In [107]:
# Reference: https://jupyterbook.org/interactive/hiding.html
# Use {hide, remove}-{input, output, cell} tags to hiding content

import numpy as np
import matplotlib.pyplot as plt
import pandas as pd
import seaborn as sns
%matplotlib inline
import ipywidgets as widgets
from ipywidgets import interact, interactive, fixed, interact_manual
from IPython.display import display
import myst_nb

sns.set()
sns.set_context('talk')
np.set_printoptions(threshold=20, precision=2, suppress=True)
pd.set_option('display.max_rows', 7)
pd.set_option('display.max_columns', 8)
pd.set_option('precision', 2)
# This option stops scientific notation for pandas
# pd.set_option('display.float_format', '{:.2f}'.format)

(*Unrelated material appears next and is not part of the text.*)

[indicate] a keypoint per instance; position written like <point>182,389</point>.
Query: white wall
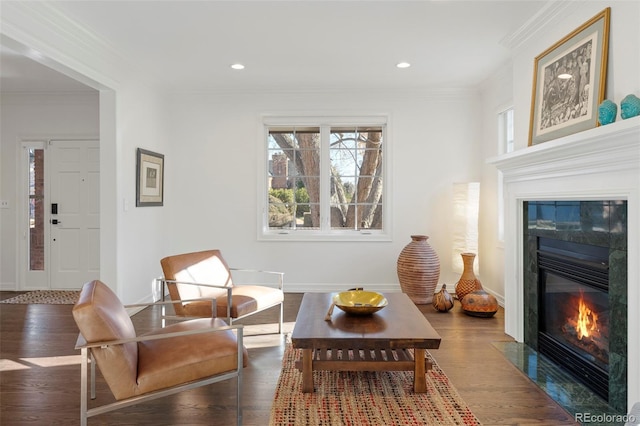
<point>36,116</point>
<point>131,115</point>
<point>212,179</point>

def display_df(df, rows=pd.options.display.max_rows,
               cols=pd.options.display.max_columns):
    with pd.option_context('display.max_rows', rows,
                           'display.max_columns', cols):
        display(df)

(ch:wrangling_summary)=
# Summary

Data wrangling is an essential part of data analysis. Without it, we risk
overlooking problems in data that can have major consequences for future
analysis. This chapter covered several important data wrangling steps that we
use in nearly every analysis.

First, we covered the initial steps of reading in data into Python. We
introduced different types of file formats and wrote code that can read in data
from these formats. The shell and command-line tools let us check whether our
dataset is small enough to read directly into `pandas`, and whether there were
potential problems in the dataset encoding. Understanding granularity gave us
insight into what kinds of joins we want to perform and whether we should
aggregate our data.

Next, we talked about what to look for in a dataset after we've read it into a
dataframe. Quality checks help us spot problems in the data. Missing values are
an especially important and common issue, and we provided guidelines on 
imputing missing values. We transform data in order to make them easier to
analyze, and we talked about transformations the modify the structure of a
dataframe.

We illustrated these techniques through two sections with more detailed
examples of data wrangling, one on the CO2 data and one on the restaurant
safety data. Together, the data wrangling techniques in this chapter prepare
the data for exploratory data analysis, the topic of the next chapter.